So you grew up in a world where:

  • The history of disco, who made it, why, and how, was erased or mocked.
  • The backlash was reduced to a joke about “cheesy music” that people “got tired of.”
  • The aesthetics and techniques continued, often without credit back to the communities that created them.

By the time critical pieces and documentaries began revisiting Disco Demolition Night with a clear eye, the “just bad music” story had already calcified.


What it means to defend disco

To defend disco is not to claim that every song with a string section and 120 BPM is a masterpiece. The late‑phase corporate sludge was real, and plenty of it was just as bad as the people smashing records said.

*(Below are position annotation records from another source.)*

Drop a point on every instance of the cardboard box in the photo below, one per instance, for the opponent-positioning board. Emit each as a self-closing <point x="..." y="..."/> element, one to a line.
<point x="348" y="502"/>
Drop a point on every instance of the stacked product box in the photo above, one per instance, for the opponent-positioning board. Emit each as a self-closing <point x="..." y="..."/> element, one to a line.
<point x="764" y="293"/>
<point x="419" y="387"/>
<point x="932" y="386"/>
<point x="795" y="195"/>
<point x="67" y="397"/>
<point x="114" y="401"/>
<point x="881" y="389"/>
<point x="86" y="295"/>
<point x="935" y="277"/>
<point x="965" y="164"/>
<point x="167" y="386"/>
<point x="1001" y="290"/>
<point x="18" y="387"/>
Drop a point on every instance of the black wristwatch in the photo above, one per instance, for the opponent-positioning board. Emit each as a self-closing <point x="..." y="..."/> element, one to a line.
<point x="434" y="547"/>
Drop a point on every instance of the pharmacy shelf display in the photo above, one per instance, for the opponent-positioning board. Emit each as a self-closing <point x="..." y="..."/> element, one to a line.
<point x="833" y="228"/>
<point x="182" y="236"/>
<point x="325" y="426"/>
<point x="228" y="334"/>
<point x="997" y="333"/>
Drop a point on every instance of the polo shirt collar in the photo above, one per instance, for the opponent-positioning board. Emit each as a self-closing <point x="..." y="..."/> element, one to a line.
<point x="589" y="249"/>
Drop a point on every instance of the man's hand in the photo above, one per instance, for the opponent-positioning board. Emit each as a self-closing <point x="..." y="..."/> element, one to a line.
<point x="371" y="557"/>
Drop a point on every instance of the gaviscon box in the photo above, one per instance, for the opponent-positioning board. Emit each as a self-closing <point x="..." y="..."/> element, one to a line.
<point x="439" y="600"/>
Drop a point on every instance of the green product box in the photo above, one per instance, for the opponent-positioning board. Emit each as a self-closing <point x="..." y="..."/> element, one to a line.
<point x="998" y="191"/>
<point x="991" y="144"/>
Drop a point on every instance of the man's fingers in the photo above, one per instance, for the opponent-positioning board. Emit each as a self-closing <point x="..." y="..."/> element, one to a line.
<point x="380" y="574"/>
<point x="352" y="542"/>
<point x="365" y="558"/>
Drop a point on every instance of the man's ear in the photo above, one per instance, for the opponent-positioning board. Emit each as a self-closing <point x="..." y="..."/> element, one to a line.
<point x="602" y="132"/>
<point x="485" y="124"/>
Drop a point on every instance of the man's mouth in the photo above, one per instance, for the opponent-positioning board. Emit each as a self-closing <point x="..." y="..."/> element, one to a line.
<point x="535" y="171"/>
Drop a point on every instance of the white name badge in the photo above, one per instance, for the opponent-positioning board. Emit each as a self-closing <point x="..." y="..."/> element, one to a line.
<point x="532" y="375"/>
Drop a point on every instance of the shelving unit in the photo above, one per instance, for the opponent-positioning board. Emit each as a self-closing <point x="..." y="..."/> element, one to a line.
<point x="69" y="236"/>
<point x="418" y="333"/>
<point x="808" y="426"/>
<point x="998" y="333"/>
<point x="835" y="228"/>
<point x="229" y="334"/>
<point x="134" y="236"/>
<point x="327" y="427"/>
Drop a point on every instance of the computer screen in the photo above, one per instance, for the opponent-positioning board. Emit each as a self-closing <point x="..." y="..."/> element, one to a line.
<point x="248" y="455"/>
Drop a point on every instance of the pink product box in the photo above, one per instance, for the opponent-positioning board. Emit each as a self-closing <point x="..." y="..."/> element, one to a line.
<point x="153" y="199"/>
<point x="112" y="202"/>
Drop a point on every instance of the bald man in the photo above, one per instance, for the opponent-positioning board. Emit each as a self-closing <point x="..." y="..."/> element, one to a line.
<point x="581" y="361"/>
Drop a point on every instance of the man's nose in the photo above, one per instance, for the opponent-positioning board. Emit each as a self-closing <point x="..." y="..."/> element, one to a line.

The point is that this is only the top layer of the story, and that top layer was produced by the same forces that later encouraged people to hate the whole thing.

The deeper story runs like this:

  • Marginalized communities built a culture for themselves.
  • The mainstream exploited that culture, stripping it of nuance and control.
  • When the trend cycle turned, the backlash punished not the exploiters, but the culture itself.
  • The next generation was taught to remember the fad and the bonfire, not the people who invented the fire in the first place.

When you repeat the lazy line, “disco was just awful music people got sick of”, you’re doing some of the backlash’s rhetorical work for it. You’re accepting the frame that taste, not power, decided what lived and what died.

A better, truer line goes something like this:

Disco was a radical act of joy by people who weren’t meant to have any. It was stolen, diluted, and then burned in effigy by those who felt threatened by what it represented. The fact that the beat survived in new forms is a testament to its strength. The least we can do is give credit back to the communities that made it, and stop pretending that bigotry was just a matter of musical preference.

That’s not nostalgia. That’s accuracy.